メレバンク・カフェ(17)
ファンシーカットメレーの盛衰
メレーの形状はダブルカット(ラウンドブリリアントカット)、シングルカットに代表される丸メレーが圧倒的ですが、それ以外にもファンシーカットメレーがつくられています。現在流通しているのはバゲット、カレー(スクエアー)、テーパーバゲット、ペアーシェイプ、マーキス、ハート、オーバル、トリリオン(またはトライアングル)、プリンセス等です。
1個石のカットに流行り廃りがあるようにメレーのカットにも盛衰があります。アパレルほどのスピードではありませんがジュエリーのデザインにも流行がありますからデザインが変化することでよく使われたり、使われなくなったりということがあります。また、生産が増えすぎると話題性や新規性が失われて飽きられる、という事態も起きます。ダイヤモンドの研磨量が急増し、研磨の中心がインドへと移行してゆくとファンシーメレーの需要も大きく変化しました。

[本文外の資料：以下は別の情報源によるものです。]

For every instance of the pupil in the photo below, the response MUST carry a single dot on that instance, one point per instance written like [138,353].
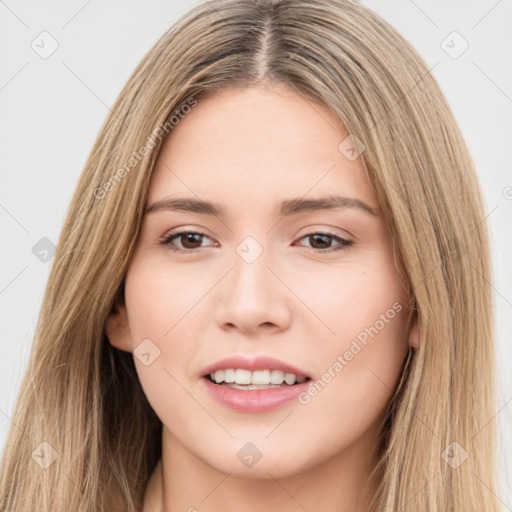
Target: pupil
[326,244]
[189,237]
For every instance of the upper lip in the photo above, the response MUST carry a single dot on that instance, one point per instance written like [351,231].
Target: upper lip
[260,362]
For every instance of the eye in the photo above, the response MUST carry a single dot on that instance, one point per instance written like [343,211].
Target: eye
[322,242]
[191,240]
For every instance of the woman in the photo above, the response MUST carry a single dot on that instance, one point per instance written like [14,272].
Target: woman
[270,285]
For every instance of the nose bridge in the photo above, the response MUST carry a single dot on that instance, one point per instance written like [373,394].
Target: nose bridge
[250,276]
[252,296]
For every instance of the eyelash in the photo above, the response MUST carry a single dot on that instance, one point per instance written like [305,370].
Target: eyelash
[343,243]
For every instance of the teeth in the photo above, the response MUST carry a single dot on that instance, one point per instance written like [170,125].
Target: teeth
[257,378]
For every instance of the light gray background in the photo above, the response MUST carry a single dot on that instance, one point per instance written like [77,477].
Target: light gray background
[51,111]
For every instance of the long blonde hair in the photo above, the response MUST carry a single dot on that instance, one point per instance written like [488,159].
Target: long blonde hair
[82,397]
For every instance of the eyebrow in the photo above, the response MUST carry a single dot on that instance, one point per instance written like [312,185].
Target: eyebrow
[288,207]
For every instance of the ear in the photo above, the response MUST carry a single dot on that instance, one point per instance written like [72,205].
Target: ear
[117,328]
[414,330]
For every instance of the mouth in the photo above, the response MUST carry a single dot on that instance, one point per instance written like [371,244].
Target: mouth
[247,380]
[253,385]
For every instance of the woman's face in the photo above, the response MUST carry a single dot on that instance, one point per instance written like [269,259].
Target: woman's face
[275,280]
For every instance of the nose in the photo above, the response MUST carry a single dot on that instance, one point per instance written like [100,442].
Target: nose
[253,297]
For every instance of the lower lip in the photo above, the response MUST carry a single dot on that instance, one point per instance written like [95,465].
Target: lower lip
[257,400]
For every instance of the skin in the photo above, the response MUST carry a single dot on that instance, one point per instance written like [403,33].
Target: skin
[249,150]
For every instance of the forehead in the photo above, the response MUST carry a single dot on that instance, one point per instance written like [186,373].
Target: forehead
[255,145]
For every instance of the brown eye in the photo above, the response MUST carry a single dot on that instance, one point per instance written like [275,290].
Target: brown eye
[321,242]
[189,241]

丸メレーの小さいサイズからスタートして徐々に大きいサイズもこなすようになったインドが最初に手掛けたファンシーカットメレーはテーパーバゲットでした。当時テーパーバゲットは大粒の中石を波打ったかたちに取り巻いた、バレリーナと呼ばれるリングに使用されるなど、単価も高く、高級イメージのあるカットでした。インドは丸メレーにできない安い原石を使って丈の短いテーパーを作り始めました。単価が従来のテーパーの数分の1でしたからこのテーパーは売れ、小粒の中石の取り巻きリング、デザインリングが数多く造られました。儲かるとなると我も我もと参入するのがインド人の常です。よそ者を排除しつつ、業界の利益を守って将来につなげようとするユダヤ人とは異なります。市場にテーパーの製品が溢れ、テーパーバゲットの高級イメージが薄れてゆきました。今ではテーパーは安い、粗悪な、というイメージになっています。悪貨が良貨を駆逐した典型的例でしょう。
マーキスについても同じ経緯を辿りました。低品質のマーキスを大量に生産した結果、マーキスメレーはイメージを落とし、余り使われなくなりました。インドがジュエリーの大衆化に貢献したことは事実ですが、同時に過剰生産でマーケットを破壊してきた点もしっかり捉えておく必要ありです。
一時ほどの勢いはありませんが、現在まだホットなアイテムはプリンセスです。角の石はプリンセスだけでなく、バゲット、カレーもそれなりの動きを見せています。石合わせが比較的容易という理由もあるようです。プリンセスだけはテーパーやマーキスと同じようにならないよう祈るばかりです。